Ambassador to the humans
#6
One thing that is good to avoid is rbind and cbind. They're alright if you just want to quickly add something. But in this case you know what the dimension of the final output will be so the better thing would be to initialize 'out' and 'out1' to the sizes they're going to be at the end and then just manipulate the values during the loop.

Also can I ask why you're using global assign statements (things like "<<-")? Typically it's good practice to avoid them. Sometimes they're a necessary evil but it's just good coding practice to avoid them if you can. A better option might be to just use local assignment inside the function and return the values at the end of the function possibly in a list.
 
#7
One thing that is good to avoid is rbind and cbind
I have since made the size of the loop variable, and I'm not sure how to create that matrix.

Thanks for the suggestion with respect to the global assign statement. Out of curiosity, why is it a better to not use them? Do they slow things down?
 

Dason

Ambassador to the humans
#8
Even if the loop size is variable you should still be able to figure out how large the resulting matrix should be.

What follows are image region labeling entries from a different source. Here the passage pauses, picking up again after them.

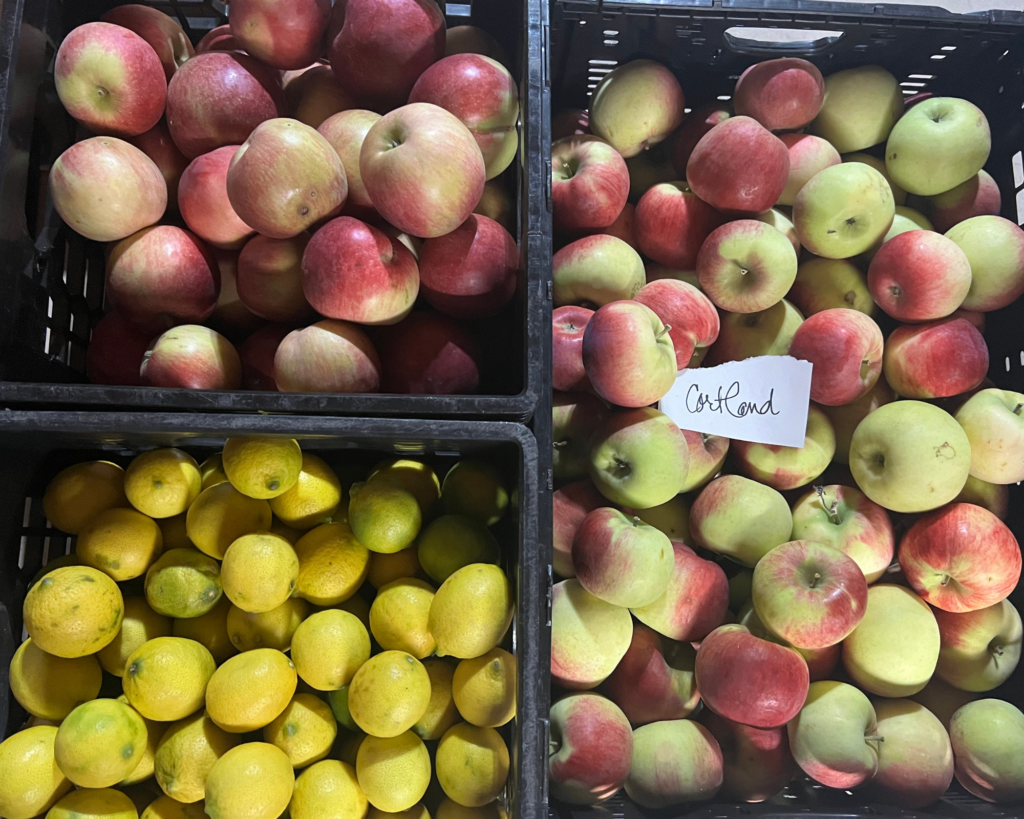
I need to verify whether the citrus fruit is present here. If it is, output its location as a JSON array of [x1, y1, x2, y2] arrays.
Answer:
[[295, 523, 370, 606], [23, 566, 125, 657], [125, 448, 203, 518], [227, 597, 309, 651], [434, 723, 509, 808], [53, 699, 146, 787], [292, 609, 370, 691], [206, 742, 295, 819], [123, 637, 217, 723], [270, 452, 341, 529], [263, 694, 338, 768], [43, 461, 128, 534], [154, 714, 239, 803], [206, 648, 298, 734], [289, 760, 367, 819], [355, 731, 430, 813], [145, 549, 222, 617], [370, 577, 436, 659], [417, 515, 501, 583], [220, 531, 299, 612], [0, 725, 73, 819], [348, 651, 430, 737], [9, 638, 103, 720], [185, 483, 273, 560]]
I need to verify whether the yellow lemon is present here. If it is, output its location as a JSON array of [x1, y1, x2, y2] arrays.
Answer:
[[413, 657, 459, 739], [0, 725, 72, 819], [125, 448, 203, 518], [288, 760, 367, 819], [206, 742, 295, 819], [154, 714, 239, 803], [53, 699, 146, 787], [452, 648, 516, 728], [355, 731, 430, 813], [417, 515, 501, 583], [220, 531, 299, 612], [263, 694, 338, 768], [292, 609, 370, 691], [370, 577, 436, 659], [206, 648, 298, 734], [441, 461, 509, 526], [348, 651, 430, 737], [434, 723, 509, 808], [348, 480, 423, 554], [429, 563, 513, 658], [96, 597, 171, 677], [43, 461, 128, 534], [123, 637, 217, 722], [9, 638, 103, 720], [23, 566, 125, 657], [185, 483, 273, 560], [145, 549, 223, 617], [270, 452, 342, 529]]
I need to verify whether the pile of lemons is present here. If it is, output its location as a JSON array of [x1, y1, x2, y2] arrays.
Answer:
[[0, 438, 516, 819]]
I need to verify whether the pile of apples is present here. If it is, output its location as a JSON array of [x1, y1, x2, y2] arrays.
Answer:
[[49, 0, 519, 394], [549, 58, 1024, 810]]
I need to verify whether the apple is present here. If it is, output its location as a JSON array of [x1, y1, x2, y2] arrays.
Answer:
[[139, 325, 242, 390], [590, 59, 684, 159], [48, 136, 167, 242], [732, 57, 823, 131], [548, 694, 633, 805], [686, 117, 790, 216], [886, 96, 992, 197], [696, 219, 798, 313], [273, 319, 381, 392], [167, 51, 285, 159], [843, 584, 939, 697]]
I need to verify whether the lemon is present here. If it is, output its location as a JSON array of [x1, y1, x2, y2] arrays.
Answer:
[[370, 577, 436, 659], [145, 549, 222, 617], [292, 609, 370, 691], [125, 448, 203, 518], [434, 723, 509, 808], [452, 648, 516, 728], [206, 742, 295, 819], [289, 760, 367, 819], [43, 461, 128, 534], [23, 566, 125, 657], [96, 597, 171, 677], [270, 452, 342, 529], [206, 648, 298, 734], [185, 483, 273, 560], [263, 694, 338, 768], [348, 651, 430, 737], [413, 657, 459, 739], [429, 563, 512, 658], [227, 597, 309, 651], [0, 725, 72, 819], [171, 597, 237, 665], [123, 637, 217, 722], [355, 731, 430, 813], [220, 531, 299, 612], [154, 714, 238, 803], [53, 699, 146, 787], [295, 523, 370, 606], [441, 461, 509, 526], [9, 638, 103, 716], [348, 480, 423, 554]]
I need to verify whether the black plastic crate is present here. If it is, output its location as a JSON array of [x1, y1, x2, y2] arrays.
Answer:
[[0, 0, 551, 421], [547, 0, 1024, 819]]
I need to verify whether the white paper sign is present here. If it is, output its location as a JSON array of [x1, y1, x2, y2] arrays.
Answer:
[[660, 355, 812, 446]]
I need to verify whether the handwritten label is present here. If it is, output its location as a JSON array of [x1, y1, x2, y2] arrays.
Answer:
[[660, 355, 812, 446]]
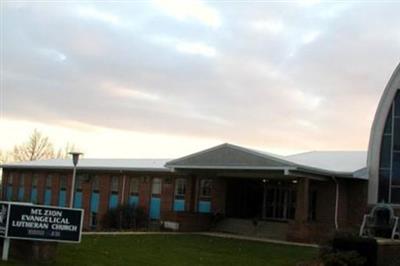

For example if I knew I wanted a matrix with 4 columns but I wanted to have a variable number of rows I could do something like this:
Code:
nrows <- 1000
output <- matrix(0, nrows, 4)
for(i in 1:nrows){
  output[i, ] <- rnorm(4, mean = 0, sd = i)
}
 

Dason

Ambassador to the humans
#10
Indeed. It has to do with the way R is allocating and filling memory. The way you were doing it before you had to do A LOT of copying. Essentially every time through the loop you'd end up copying everything you had already added to the output. If you preallocate you don't do that.